"And you can't have better proof than that," said the little man.
"That's what I say," said the banjo. "Next player, gentlemen, please."
DARK DIGNUM
"I'd not go higher, sir," said my landlady's father. I made out his warning through the shrill piping of the wind; and stopped and took in the plunging seascape from where I stood. The boom of the waves came up from a vast distance beneath; sky and the horizon of running water seemed hurrying upon us over the lip of the rearing cliff.
"It crumbles!" he cried. "It crumbles near the edge like as frosted mortar. I've seen a noble sheep, sir, eighty pound of mutton, browsing here one moment, and seen it go down the next in a puff of white dust. Hark to that! Do you hear it?"
Through the tumult of the wind in that high place came a liquid vibrant sound, like the muffled stroke of iron on an anvil. I thought it the gobble of water in clanging caves deep down below.

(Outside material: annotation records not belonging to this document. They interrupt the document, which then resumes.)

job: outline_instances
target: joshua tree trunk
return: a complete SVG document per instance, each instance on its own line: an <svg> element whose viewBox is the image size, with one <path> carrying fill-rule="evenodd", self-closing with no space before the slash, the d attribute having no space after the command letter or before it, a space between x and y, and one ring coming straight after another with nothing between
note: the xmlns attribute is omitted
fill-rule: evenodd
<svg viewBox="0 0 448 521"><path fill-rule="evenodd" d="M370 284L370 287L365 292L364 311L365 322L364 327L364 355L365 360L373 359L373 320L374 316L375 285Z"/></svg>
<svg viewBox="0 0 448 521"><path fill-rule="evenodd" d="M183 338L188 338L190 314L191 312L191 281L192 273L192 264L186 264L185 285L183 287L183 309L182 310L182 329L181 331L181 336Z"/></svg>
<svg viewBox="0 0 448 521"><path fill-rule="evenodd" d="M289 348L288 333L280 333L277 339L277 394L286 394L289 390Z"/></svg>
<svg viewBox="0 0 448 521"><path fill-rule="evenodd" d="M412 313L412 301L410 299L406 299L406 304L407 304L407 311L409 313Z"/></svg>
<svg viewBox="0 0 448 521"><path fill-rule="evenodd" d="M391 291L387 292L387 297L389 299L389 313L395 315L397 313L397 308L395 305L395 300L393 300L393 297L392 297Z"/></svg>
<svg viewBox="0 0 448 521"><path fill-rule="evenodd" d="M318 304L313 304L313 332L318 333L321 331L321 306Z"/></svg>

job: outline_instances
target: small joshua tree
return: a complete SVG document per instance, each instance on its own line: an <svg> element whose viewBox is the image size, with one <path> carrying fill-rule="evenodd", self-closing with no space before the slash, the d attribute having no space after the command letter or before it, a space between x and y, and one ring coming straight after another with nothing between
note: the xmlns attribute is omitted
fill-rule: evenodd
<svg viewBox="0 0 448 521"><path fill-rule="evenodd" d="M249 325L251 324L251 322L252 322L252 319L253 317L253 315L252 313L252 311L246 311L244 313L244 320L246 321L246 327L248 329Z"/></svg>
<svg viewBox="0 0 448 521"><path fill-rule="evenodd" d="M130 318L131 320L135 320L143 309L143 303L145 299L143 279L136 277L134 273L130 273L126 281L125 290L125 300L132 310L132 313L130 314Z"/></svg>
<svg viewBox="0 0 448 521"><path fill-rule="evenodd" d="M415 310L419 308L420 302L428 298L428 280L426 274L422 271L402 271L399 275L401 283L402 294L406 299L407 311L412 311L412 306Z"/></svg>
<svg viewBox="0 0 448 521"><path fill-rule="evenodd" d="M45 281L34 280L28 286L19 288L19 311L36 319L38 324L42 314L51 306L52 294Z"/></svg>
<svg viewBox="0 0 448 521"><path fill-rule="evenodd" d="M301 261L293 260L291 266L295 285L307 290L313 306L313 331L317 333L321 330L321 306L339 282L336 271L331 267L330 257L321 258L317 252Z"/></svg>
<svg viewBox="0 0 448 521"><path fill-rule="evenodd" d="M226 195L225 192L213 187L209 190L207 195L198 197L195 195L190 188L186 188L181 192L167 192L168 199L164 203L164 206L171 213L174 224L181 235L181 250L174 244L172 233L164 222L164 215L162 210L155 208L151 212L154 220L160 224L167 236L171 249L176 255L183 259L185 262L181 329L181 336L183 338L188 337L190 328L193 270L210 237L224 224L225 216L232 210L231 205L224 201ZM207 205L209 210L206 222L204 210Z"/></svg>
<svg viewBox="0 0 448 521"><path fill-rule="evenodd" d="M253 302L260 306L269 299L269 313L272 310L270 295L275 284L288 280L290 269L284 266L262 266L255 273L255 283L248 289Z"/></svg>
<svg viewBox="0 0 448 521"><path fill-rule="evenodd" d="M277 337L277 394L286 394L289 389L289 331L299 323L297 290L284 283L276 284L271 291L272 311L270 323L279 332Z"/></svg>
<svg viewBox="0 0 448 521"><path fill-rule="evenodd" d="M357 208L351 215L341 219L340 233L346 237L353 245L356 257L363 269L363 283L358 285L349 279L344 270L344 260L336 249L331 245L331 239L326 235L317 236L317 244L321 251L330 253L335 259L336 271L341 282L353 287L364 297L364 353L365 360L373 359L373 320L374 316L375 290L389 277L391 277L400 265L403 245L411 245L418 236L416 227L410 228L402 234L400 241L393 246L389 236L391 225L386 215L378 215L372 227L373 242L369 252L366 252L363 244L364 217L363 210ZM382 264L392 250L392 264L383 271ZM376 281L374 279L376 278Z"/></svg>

"It might be a bell," I said.
The old man chuckled joyously. He was my cicerone for the nonce; had come out of his chair by the ingle-nook to taste a little the salt of life. The north-easter flashed in the white cataracts of his eyes and woke a feeble activity in his scrannel limbs. When the wind blew loud, his daughter had told me, he was always restless, like an imprisoned sea-gull. He would be up and out. He would rise and flap his old draggled pinions, as if the great air fanned an expiring spark into flame.
"It is a bell!" he cried—"the bell of old St. Dunstan's, that was swallowed by the waters in the dark times."
"Ah," I said. "That is the legend hereabouts."